Para enviar estas tareas al alumno sin que tenga que registrarse en ninguna plataforma, basta un enlace por WhatsApp. El alumno marca los ejercicios como completados y el tutor ve antes de la siguiente sesión si los hizo —sin tener que preguntarle.

El diseño de la tarea también afecta a la motivación. Un alumno que completa una recuperación activa y comprueba que recuerda más de lo que creía recibe evidencia concreta de progreso. Esa evidencia es el combustible de la motivación más duradero.

Cuándo una técnica no está funcionando

Si después de cuatro o seis semanas introduciendo recuperación activa los resultados no mejoran, hay tres preguntas que hacer antes de cambiar de enfoque:

  • ¿El alumno está haciendo las tareas? La recuperación activa necesita práctica consistente entre sesiones. Si las tareas no se hacen, la técnica no puede tener efecto. Aquí el problema no es el método, es la constancia.
  • ¿La dificultad está bien calibrada? Una recuperación activa demasiado difícil produce fracaso constante sin retroalimentación útil. El punto de máximo beneficio está en el mismo 70% de éxito que rige la dificultad general de la clase. Si el alumno falla en más del 40% de sus intentos de recuperación, el nivel está demasiado alto.
  • ¿Es un problema de comprensión, no de memoria? La recuperación activa entrena la memoria, no la comprensión conceptual. Si el alumno no ha entendido el concepto, recuperarlo no sirve de nada —primero hay que asentar el concepto, luego practicar la recuperación.

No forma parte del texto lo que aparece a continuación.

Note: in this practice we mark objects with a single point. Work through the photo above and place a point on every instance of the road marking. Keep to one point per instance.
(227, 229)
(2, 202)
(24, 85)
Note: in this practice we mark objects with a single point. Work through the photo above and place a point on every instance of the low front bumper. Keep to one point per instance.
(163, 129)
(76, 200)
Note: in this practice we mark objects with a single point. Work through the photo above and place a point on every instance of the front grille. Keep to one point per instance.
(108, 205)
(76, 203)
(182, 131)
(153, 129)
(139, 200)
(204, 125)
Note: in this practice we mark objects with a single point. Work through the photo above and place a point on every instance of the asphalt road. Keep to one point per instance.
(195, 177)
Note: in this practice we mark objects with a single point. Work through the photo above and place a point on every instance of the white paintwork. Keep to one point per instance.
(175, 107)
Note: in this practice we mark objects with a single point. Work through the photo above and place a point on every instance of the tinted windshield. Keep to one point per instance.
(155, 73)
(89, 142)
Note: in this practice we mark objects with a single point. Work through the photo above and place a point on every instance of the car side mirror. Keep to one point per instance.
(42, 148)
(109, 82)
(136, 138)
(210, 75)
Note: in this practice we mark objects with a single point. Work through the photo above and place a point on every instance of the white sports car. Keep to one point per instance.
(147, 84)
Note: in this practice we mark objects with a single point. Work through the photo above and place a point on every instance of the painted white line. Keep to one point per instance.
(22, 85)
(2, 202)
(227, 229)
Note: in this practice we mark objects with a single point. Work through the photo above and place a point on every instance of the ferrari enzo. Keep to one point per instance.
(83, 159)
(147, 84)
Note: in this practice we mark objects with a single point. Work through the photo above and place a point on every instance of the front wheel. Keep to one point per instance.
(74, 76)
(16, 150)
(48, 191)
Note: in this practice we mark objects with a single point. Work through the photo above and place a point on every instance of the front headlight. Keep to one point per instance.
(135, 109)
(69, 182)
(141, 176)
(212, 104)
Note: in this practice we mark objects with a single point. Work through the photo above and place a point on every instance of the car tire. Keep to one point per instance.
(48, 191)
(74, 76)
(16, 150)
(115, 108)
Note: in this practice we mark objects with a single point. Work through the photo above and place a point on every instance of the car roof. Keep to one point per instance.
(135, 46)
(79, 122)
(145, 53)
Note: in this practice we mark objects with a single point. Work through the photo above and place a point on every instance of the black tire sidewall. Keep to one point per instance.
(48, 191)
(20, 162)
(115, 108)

El registro como única forma de saber si funciona

Sin datos de sesiones anteriores, es imposible saber si las técnicas están funcionando. ¿El alumno cometía ese error antes de introducir la recuperación activa? ¿En cuántos intentos de autoevaluación falla ahora comparado con hace un mes? ¿Las tareas se hacen con más consistencia que al principio?

Con cinco minutos al final de cada sesión para anotar tres datos —qué se trabajó, qué salió bien, qué reforzar la próxima vez—, el registro de cada sesión proporciona la información para ajustar. Sin ese registro, la evolución del alumno queda invisible y las decisiones sobre qué cambiar dependen de la impresión del momento, que no siempre coincide con lo que dicen los datos.

El registro también es la base de un plan de estudios personalizado que evolucione con el alumno. Sin datos de sesiones anteriores, cada clase es independiente de las demás. Con datos, puedes mostrarle a Lucía que en septiembre tardaba veinte minutos en resolver un ejercicio de cinemática y hoy lo hace en ocho. Eso convierte la técnica en evidencia de progreso —y la evidencia de progreso es lo que hace que el alumno siga practicando.